Modelo permite discussão mais aprofundada

Rodrigo Ferrari
| Tempo de leitura: 2 min

Além da questão da legitimidade do candidato escolhido, outro argumento utilizado por aqueles que apóiam a realização de eleições em dois turnos é o de que essa forma de disputa permitiria um maior aprofundamento dos temas da campanha e das propostas de políticas públicas.

“O segundo turno permite ao eleitor pensar mais sobre a decisão que irá tomar. Além disso, o debate realizado entre dois candidatos permite que se faça o aprofundamento das idéias de cada um”, pensa o professor Gerson Trevisani, mais conhecido como Duda, diretor do Grupo Preve.

Ele avalia, porém, que isso pouco ocorreu na disputa atual. “Infelizmente, os candidatos apelaram para a baixaria, ao invés de apresentarem propostas para sanar os problemas de Bauru”, critica Duda.

Para a cientista política Maria Teresa Kerbauy, professora da Universidade Estadual Paulista (Unesp) de Araraquara, os candidatos até conseguiram fazer o detalhamento das propostas, embora não tenham sido capazes de aprofundá-las. “Eles disseram o que pretendiam fazer, mas não explicaram como”, diz.

Rodrigo Agostinho (PMDB) reconhece que as duas campanhas de fato deixaram a desejar no quesito profundidade. “Infelizmente, a pormenorização das idéias ficou restrita aos debates e a algumas entrevistas. Eu, por exemplo, tenho em minha cabeça muitas propostas detalhadas de políticas públicas para a cidade, mas, no horário eleitoral, tive de falar para um público amplo demais. Fica difícil ser detalhista em um contexto desses”, diz.

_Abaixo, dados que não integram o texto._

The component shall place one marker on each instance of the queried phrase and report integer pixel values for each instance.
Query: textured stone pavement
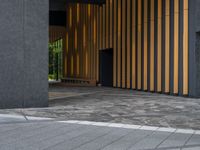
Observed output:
(83, 135)
(118, 106)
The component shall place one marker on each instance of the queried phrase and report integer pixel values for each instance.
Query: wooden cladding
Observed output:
(82, 38)
(149, 40)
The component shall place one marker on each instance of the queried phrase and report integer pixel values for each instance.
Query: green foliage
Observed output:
(55, 59)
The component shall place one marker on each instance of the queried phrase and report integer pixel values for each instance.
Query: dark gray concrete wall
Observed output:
(23, 53)
(194, 48)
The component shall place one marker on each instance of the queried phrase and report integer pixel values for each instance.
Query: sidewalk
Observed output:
(44, 133)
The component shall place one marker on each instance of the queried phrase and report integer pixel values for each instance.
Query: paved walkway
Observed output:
(41, 134)
(118, 106)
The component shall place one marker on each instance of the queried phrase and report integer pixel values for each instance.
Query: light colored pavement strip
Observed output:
(128, 126)
(46, 134)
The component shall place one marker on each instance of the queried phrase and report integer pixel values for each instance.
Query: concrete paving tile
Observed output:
(149, 128)
(184, 131)
(166, 129)
(194, 140)
(82, 139)
(192, 148)
(175, 140)
(128, 140)
(51, 142)
(21, 134)
(50, 138)
(151, 141)
(106, 140)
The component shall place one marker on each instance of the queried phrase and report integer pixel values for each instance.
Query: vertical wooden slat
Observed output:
(133, 44)
(167, 46)
(107, 23)
(111, 23)
(145, 40)
(123, 43)
(115, 45)
(128, 61)
(104, 26)
(185, 47)
(159, 47)
(139, 46)
(176, 45)
(152, 47)
(119, 44)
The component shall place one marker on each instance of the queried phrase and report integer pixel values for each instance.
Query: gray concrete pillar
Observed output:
(24, 53)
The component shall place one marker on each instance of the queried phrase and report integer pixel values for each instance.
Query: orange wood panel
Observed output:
(167, 46)
(145, 40)
(139, 46)
(185, 48)
(119, 44)
(133, 44)
(176, 45)
(128, 61)
(159, 48)
(115, 45)
(152, 51)
(123, 43)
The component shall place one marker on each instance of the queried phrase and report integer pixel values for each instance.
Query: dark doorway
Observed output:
(106, 67)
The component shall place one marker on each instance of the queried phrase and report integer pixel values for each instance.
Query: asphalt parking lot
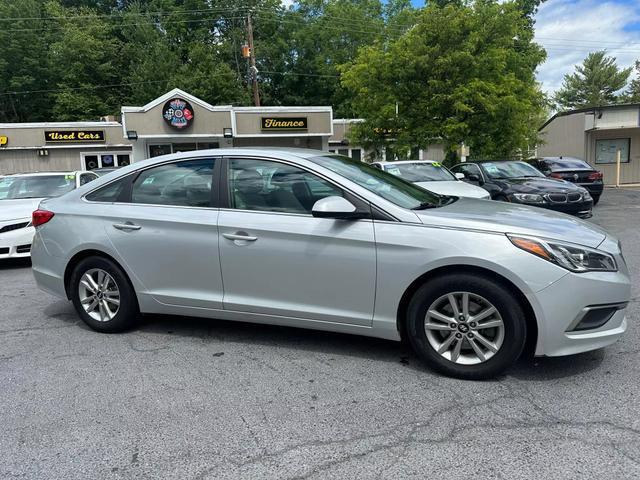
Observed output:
(197, 399)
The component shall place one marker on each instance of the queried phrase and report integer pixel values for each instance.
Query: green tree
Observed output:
(632, 94)
(23, 61)
(596, 82)
(85, 64)
(462, 74)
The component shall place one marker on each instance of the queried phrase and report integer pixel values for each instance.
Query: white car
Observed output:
(20, 195)
(433, 176)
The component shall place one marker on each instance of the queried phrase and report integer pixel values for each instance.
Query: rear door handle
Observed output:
(126, 226)
(239, 236)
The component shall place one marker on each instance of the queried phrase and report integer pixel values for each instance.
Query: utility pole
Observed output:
(252, 59)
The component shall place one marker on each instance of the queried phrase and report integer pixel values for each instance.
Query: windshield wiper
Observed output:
(426, 205)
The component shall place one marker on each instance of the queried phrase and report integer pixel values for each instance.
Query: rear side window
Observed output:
(187, 183)
(109, 193)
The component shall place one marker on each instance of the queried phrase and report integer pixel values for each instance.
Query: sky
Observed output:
(570, 29)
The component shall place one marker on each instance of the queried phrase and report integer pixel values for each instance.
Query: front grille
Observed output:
(23, 248)
(14, 226)
(574, 197)
(557, 197)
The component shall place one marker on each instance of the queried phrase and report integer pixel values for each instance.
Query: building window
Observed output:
(91, 161)
(167, 148)
(606, 150)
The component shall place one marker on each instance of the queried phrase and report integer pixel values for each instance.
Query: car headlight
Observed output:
(528, 197)
(575, 258)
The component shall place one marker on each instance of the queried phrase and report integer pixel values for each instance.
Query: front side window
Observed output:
(187, 183)
(109, 193)
(275, 187)
(420, 172)
(393, 189)
(36, 186)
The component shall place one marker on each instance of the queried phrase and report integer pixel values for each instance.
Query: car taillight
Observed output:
(40, 217)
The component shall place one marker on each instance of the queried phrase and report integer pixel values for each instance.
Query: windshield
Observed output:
(568, 164)
(391, 188)
(420, 172)
(510, 170)
(35, 186)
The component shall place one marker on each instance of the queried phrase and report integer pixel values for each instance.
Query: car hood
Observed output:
(537, 185)
(503, 217)
(18, 209)
(454, 187)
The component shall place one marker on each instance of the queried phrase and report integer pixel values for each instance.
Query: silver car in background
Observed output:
(433, 176)
(309, 239)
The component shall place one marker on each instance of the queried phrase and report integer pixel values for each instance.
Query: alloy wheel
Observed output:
(99, 295)
(465, 328)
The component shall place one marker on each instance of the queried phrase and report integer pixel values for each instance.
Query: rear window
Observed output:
(568, 164)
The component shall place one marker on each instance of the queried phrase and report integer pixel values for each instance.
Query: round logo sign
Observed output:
(178, 113)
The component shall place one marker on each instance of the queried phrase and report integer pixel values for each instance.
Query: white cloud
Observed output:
(570, 29)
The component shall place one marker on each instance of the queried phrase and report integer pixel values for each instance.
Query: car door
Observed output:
(278, 259)
(167, 232)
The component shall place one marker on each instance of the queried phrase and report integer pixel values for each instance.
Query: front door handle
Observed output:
(239, 236)
(126, 226)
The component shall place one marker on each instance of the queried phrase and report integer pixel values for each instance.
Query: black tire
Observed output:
(513, 341)
(127, 312)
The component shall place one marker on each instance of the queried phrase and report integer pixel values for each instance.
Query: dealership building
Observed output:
(597, 135)
(175, 122)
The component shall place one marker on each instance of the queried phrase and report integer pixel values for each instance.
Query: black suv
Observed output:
(519, 182)
(572, 170)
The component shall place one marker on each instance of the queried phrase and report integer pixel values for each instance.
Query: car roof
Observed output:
(396, 162)
(42, 174)
(562, 158)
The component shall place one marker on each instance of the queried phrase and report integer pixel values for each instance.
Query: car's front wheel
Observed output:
(102, 295)
(466, 326)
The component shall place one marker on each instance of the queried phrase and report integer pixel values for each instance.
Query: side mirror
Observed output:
(335, 207)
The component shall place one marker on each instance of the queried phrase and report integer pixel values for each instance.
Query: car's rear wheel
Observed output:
(103, 296)
(466, 326)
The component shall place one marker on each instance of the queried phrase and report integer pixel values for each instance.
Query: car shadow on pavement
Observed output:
(12, 263)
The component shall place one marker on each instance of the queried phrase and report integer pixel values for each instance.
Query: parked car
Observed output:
(433, 176)
(20, 195)
(573, 170)
(310, 239)
(519, 182)
(103, 171)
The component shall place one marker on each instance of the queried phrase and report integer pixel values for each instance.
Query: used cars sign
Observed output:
(74, 135)
(284, 123)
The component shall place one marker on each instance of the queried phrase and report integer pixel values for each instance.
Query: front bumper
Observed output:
(16, 243)
(595, 189)
(559, 313)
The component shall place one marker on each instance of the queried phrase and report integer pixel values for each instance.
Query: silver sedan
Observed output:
(310, 239)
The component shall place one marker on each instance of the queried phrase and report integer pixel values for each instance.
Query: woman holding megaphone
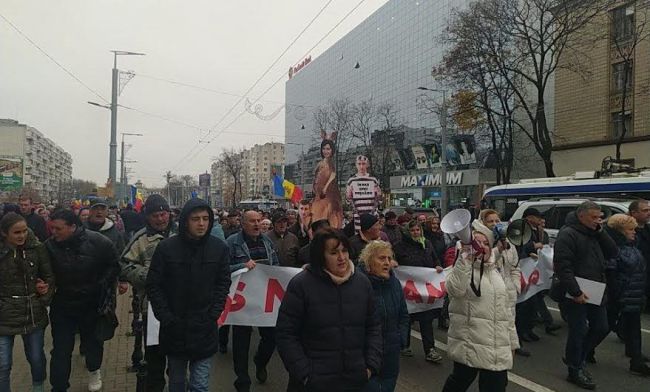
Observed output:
(482, 334)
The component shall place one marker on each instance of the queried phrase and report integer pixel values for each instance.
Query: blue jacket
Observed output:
(240, 254)
(626, 275)
(390, 308)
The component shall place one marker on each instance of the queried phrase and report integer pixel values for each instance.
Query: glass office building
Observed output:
(385, 58)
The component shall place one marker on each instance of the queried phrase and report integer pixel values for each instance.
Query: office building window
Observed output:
(617, 125)
(619, 78)
(623, 23)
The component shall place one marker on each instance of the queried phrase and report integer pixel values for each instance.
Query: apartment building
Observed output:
(594, 108)
(28, 158)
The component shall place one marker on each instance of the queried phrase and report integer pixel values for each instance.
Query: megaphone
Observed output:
(519, 232)
(457, 223)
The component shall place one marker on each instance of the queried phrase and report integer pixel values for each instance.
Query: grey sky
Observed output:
(216, 44)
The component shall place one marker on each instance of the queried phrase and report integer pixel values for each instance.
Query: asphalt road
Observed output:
(542, 372)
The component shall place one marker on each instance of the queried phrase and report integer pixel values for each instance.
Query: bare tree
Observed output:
(628, 31)
(533, 36)
(233, 163)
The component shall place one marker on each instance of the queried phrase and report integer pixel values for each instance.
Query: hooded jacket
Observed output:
(187, 286)
(328, 334)
(482, 331)
(86, 266)
(581, 252)
(391, 311)
(22, 309)
(412, 253)
(626, 275)
(110, 231)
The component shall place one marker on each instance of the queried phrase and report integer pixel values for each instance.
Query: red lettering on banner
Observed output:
(411, 292)
(273, 290)
(434, 292)
(233, 304)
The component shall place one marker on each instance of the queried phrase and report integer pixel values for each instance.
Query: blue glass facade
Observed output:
(395, 48)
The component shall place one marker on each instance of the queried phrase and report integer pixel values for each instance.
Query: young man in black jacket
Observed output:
(187, 286)
(581, 251)
(85, 266)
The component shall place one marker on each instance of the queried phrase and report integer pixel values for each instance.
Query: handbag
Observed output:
(106, 325)
(557, 291)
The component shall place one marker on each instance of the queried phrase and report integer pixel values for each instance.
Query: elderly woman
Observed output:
(327, 331)
(25, 291)
(482, 334)
(390, 307)
(626, 281)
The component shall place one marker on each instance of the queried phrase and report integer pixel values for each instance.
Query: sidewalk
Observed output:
(117, 356)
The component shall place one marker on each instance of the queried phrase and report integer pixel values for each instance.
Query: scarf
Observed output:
(339, 280)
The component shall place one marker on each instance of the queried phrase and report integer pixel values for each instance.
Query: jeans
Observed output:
(631, 326)
(463, 376)
(199, 374)
(241, 342)
(33, 343)
(425, 319)
(65, 323)
(587, 328)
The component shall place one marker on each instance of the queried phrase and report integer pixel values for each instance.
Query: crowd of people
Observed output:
(343, 323)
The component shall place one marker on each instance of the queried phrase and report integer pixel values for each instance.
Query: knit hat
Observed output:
(367, 221)
(155, 203)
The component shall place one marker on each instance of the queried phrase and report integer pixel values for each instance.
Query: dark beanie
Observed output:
(155, 203)
(367, 221)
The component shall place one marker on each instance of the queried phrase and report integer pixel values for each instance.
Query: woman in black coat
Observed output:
(416, 251)
(390, 308)
(327, 333)
(626, 281)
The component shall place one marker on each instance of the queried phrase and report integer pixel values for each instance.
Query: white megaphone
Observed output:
(457, 223)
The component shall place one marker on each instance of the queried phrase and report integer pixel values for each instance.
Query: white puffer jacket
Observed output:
(482, 330)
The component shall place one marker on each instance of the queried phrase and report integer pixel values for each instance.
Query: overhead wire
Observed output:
(273, 85)
(67, 71)
(259, 79)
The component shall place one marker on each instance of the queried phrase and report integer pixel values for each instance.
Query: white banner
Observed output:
(536, 274)
(255, 295)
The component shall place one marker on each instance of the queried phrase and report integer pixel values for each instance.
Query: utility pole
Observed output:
(444, 194)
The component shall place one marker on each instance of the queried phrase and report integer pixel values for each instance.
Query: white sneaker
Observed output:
(95, 381)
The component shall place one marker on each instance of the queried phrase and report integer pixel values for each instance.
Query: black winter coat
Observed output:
(38, 225)
(390, 309)
(86, 267)
(187, 286)
(329, 333)
(410, 252)
(581, 252)
(626, 276)
(22, 309)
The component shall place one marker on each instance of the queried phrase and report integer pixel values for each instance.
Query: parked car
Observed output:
(555, 210)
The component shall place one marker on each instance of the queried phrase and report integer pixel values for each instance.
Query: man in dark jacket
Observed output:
(187, 286)
(640, 210)
(581, 251)
(370, 231)
(85, 266)
(34, 221)
(248, 248)
(285, 243)
(99, 222)
(136, 260)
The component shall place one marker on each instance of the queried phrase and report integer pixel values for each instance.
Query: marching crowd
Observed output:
(343, 323)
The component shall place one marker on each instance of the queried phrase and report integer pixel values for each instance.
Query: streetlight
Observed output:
(112, 163)
(443, 125)
(123, 179)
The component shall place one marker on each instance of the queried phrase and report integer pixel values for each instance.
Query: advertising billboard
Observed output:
(11, 173)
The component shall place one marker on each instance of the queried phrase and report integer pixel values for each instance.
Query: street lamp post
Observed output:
(123, 179)
(444, 196)
(112, 163)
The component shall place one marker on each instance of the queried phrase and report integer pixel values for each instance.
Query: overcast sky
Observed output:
(220, 45)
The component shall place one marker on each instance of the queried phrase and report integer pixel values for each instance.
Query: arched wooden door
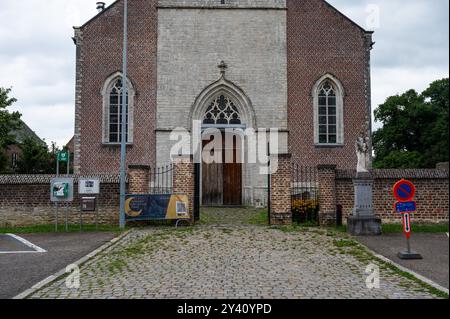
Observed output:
(222, 180)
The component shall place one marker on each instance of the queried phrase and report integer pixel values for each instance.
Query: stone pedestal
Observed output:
(363, 221)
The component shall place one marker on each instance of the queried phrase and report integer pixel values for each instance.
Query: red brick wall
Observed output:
(99, 56)
(184, 180)
(431, 197)
(280, 193)
(327, 194)
(321, 41)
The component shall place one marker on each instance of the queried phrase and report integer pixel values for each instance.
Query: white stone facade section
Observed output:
(227, 3)
(192, 43)
(252, 42)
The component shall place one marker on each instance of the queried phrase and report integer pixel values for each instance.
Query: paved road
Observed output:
(234, 261)
(433, 247)
(19, 272)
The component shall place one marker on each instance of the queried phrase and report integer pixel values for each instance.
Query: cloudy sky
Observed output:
(37, 56)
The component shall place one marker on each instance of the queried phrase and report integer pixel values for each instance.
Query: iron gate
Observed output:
(305, 195)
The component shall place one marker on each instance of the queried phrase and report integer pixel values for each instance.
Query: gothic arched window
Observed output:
(112, 110)
(222, 111)
(328, 112)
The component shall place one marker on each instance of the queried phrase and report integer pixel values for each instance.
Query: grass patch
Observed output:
(360, 253)
(341, 243)
(61, 229)
(416, 228)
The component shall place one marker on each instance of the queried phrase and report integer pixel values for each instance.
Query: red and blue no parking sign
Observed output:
(404, 191)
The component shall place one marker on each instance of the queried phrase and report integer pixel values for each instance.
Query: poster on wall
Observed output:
(61, 190)
(156, 207)
(89, 186)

Caio Coube (PSDB), por sua vez, afirma que o segundo turno é tempo de comparação e não de aprofundamento de idéias. “É a chance do eleitor comparar a história de vida, as alianças políticas e a trajetória pública e profissional de cada candidato”, pensa.

O cientista político Rodrigo Cesar Moura não acredita que o segundo turno possibilite o aprofundamento das propostas. “Não há detalhamento ou pormenorização de conteúdos, só acirramento da competição e da agressividade. Além do quê, os candidatos continuarão dispondo - e lançando mão - das mesmas ferramentas de que dispunham no primeiro turno para atingir o eleitor”, afirma.